AirAsia Aviation units are set to increase capacity into Mainland China, more than a month after Beijing scrapped most of its ‘zero-Covid’ travel restrictions.

AirAsia Malaysia and medium-haul affiliate AirAsia X on 13 February announced it was resuming flights to seven cities in China from February and March, though initial frequencies will remain below pre-pandemic levels.

AirAsia_KLIA

Source: FlightGlobal/Alfred Chua

AirAsia aircraft at Kuala Lumpur international airport.

AirAsia Malaysia will resume flights between its Kuala Lumpur hub and Macau, Shenzhen, Guangzhou, as well as Kunming. Already the airline has begun flights from Guangzhou, with AirAsia reporting “strong load factors” on the route.

From its Kota Kinabalu hub in east Malaysia, AirAsia will restore flights to Shenzhen and Guangzhou.

With the resumption of flights to the four cities, AirAsia Malaysia will operate 27 weekly flights between Malaysia and Mainland China – a fraction of its pre-pandemic China network.

AirAsia X, meanwhile, will resume flights from Kuala Lumpur to Shanghai, Hangzhou and Chengdu from March, adding 10 weekly flights in total.

AirAsia Malaysia chief Riad Asmat says: “China is an integral market for AirAsia Aviation Group, where we were the largest international low-cost carrier by capacity pre-pandemic.

“[The] restart of our services will not only provide greater value and accessibility to essential travellers from Malaysia and tourists from China but will significantly boost tourism, trade and economic growth in both countries,” he adds.

Benyamin Ismail, AirAsia X’s CEO, says: “China will be our next primary market focus as we resume our growth strategy flying our most popular and profitable routes.”

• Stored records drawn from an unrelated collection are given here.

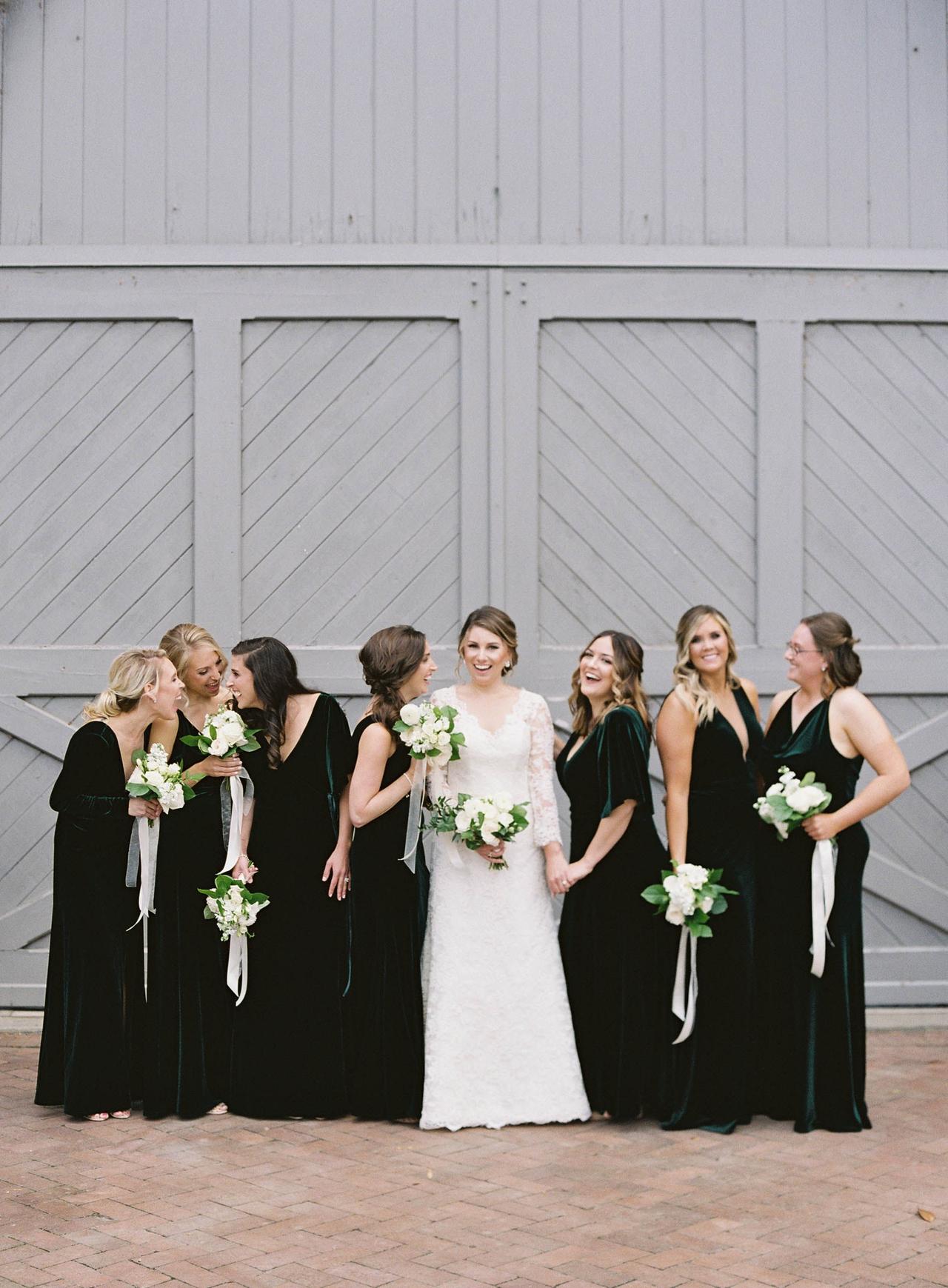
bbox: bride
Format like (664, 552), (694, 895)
(421, 607), (590, 1131)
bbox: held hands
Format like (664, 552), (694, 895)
(800, 814), (840, 841)
(322, 847), (352, 899)
(129, 796), (161, 818)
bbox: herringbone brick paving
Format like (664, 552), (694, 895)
(0, 1029), (948, 1288)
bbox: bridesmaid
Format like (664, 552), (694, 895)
(36, 648), (184, 1122)
(758, 613), (908, 1132)
(348, 626), (438, 1121)
(144, 622), (241, 1118)
(655, 604), (764, 1132)
(556, 631), (670, 1118)
(228, 635), (352, 1118)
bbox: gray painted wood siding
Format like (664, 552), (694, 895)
(0, 0), (948, 247)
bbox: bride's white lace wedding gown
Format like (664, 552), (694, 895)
(421, 688), (590, 1131)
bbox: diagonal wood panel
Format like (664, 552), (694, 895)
(0, 322), (193, 647)
(244, 319), (460, 645)
(540, 321), (756, 644)
(804, 323), (948, 644)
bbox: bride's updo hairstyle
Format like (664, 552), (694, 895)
(359, 626), (425, 729)
(82, 648), (167, 720)
(570, 631), (652, 738)
(671, 604), (741, 724)
(800, 613), (863, 689)
(232, 635), (314, 769)
(457, 604), (516, 675)
(160, 622), (225, 680)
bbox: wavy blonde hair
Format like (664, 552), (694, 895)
(158, 622), (227, 680)
(570, 631), (652, 738)
(671, 604), (741, 724)
(82, 648), (167, 720)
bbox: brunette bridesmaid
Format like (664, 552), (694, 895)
(655, 604), (764, 1132)
(228, 635), (353, 1118)
(144, 622), (241, 1118)
(758, 613), (908, 1132)
(551, 630), (671, 1118)
(347, 626), (438, 1121)
(36, 648), (184, 1122)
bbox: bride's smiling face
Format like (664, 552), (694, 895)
(461, 626), (510, 688)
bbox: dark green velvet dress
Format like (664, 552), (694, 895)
(345, 716), (427, 1121)
(143, 713), (235, 1118)
(556, 707), (670, 1118)
(662, 688), (764, 1133)
(758, 698), (872, 1132)
(228, 693), (353, 1118)
(36, 720), (143, 1115)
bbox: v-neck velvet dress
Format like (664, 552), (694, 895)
(345, 716), (427, 1119)
(662, 688), (764, 1132)
(36, 720), (143, 1115)
(228, 693), (353, 1118)
(758, 698), (872, 1132)
(143, 713), (235, 1118)
(556, 706), (670, 1118)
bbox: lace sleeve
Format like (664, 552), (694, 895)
(527, 694), (561, 847)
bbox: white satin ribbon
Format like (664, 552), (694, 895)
(402, 769), (425, 875)
(125, 818), (161, 1001)
(671, 926), (698, 1046)
(810, 840), (837, 979)
(227, 935), (250, 1006)
(218, 767), (254, 876)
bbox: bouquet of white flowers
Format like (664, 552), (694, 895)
(753, 765), (837, 978)
(641, 863), (738, 1046)
(392, 702), (464, 765)
(181, 707), (260, 872)
(753, 765), (833, 841)
(198, 872), (269, 1006)
(125, 742), (195, 997)
(427, 792), (530, 872)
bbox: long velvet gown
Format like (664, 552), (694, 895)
(345, 716), (427, 1119)
(758, 698), (872, 1132)
(36, 720), (143, 1115)
(556, 707), (670, 1118)
(662, 688), (764, 1133)
(228, 693), (353, 1118)
(143, 713), (235, 1118)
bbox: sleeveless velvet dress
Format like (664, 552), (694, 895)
(36, 720), (147, 1115)
(758, 698), (872, 1132)
(345, 716), (427, 1119)
(228, 693), (352, 1118)
(143, 713), (235, 1118)
(662, 688), (764, 1133)
(556, 707), (670, 1118)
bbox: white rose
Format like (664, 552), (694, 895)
(787, 786), (824, 814)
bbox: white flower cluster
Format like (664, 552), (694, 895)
(662, 863), (715, 926)
(455, 793), (514, 845)
(129, 742), (185, 812)
(206, 881), (267, 939)
(398, 702), (453, 765)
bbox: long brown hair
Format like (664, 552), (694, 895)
(359, 626), (425, 729)
(570, 631), (652, 738)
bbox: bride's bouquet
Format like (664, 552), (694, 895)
(641, 863), (738, 1046)
(181, 706), (260, 872)
(125, 742), (195, 997)
(392, 702), (464, 765)
(198, 872), (270, 1006)
(753, 765), (837, 978)
(753, 765), (833, 841)
(427, 792), (530, 872)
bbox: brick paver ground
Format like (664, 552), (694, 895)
(0, 1029), (948, 1288)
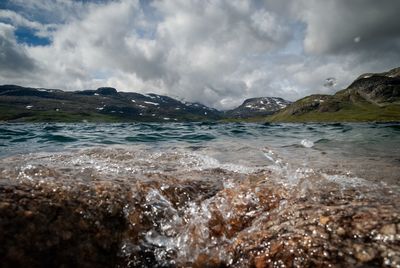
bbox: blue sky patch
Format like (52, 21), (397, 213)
(15, 27), (51, 46)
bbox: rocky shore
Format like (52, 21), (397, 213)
(0, 162), (400, 268)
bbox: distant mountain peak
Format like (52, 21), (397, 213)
(226, 97), (291, 118)
(96, 87), (118, 95)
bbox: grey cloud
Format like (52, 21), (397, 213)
(2, 0), (400, 108)
(294, 0), (400, 54)
(0, 23), (35, 77)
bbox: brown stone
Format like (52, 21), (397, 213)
(380, 224), (396, 235)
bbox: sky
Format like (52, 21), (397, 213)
(0, 0), (400, 109)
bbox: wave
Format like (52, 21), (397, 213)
(0, 148), (400, 267)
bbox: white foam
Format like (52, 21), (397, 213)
(300, 139), (314, 148)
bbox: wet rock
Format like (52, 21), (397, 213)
(353, 244), (377, 262)
(380, 224), (396, 235)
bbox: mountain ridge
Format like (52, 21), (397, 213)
(0, 85), (288, 122)
(265, 68), (400, 122)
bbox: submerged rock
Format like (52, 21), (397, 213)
(0, 148), (400, 267)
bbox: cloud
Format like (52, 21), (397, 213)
(295, 0), (400, 54)
(0, 0), (400, 108)
(0, 23), (35, 78)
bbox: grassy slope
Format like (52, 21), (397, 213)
(0, 105), (122, 122)
(265, 91), (400, 122)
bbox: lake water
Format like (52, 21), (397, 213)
(0, 123), (400, 267)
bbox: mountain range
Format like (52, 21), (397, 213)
(266, 67), (400, 122)
(0, 68), (400, 122)
(0, 85), (290, 122)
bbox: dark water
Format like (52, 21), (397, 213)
(0, 123), (400, 267)
(0, 123), (400, 184)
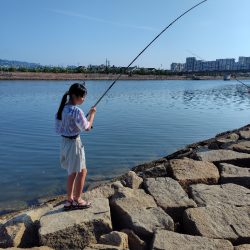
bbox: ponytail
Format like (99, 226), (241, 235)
(57, 91), (69, 120)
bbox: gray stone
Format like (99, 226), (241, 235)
(239, 128), (250, 139)
(228, 141), (250, 154)
(197, 149), (250, 163)
(190, 183), (250, 206)
(39, 198), (112, 249)
(84, 244), (123, 250)
(170, 158), (220, 187)
(121, 228), (148, 250)
(219, 163), (250, 188)
(234, 244), (250, 250)
(110, 188), (174, 239)
(0, 246), (53, 250)
(122, 171), (143, 188)
(98, 231), (128, 249)
(216, 133), (239, 144)
(0, 205), (52, 248)
(138, 163), (167, 178)
(144, 177), (196, 220)
(152, 230), (233, 250)
(183, 205), (250, 242)
(82, 181), (123, 200)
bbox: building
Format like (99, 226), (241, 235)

AirAsia X had previously said China’s reopening will accelerate its recovery to pre-pandemic operations, amid significant traffic growth in the October-December quarter of 2022. 

The ramp-up of capacity to China comes as the low-cost airline group aims to restore full pre-pandemic capacity to China by the thrd quarter of 2023.

Other AirAsia units have also restored their China networks: Philippines AirAsia, for instance, is resuming flights between Manila and Guangzhou, Shenzhen and Macau.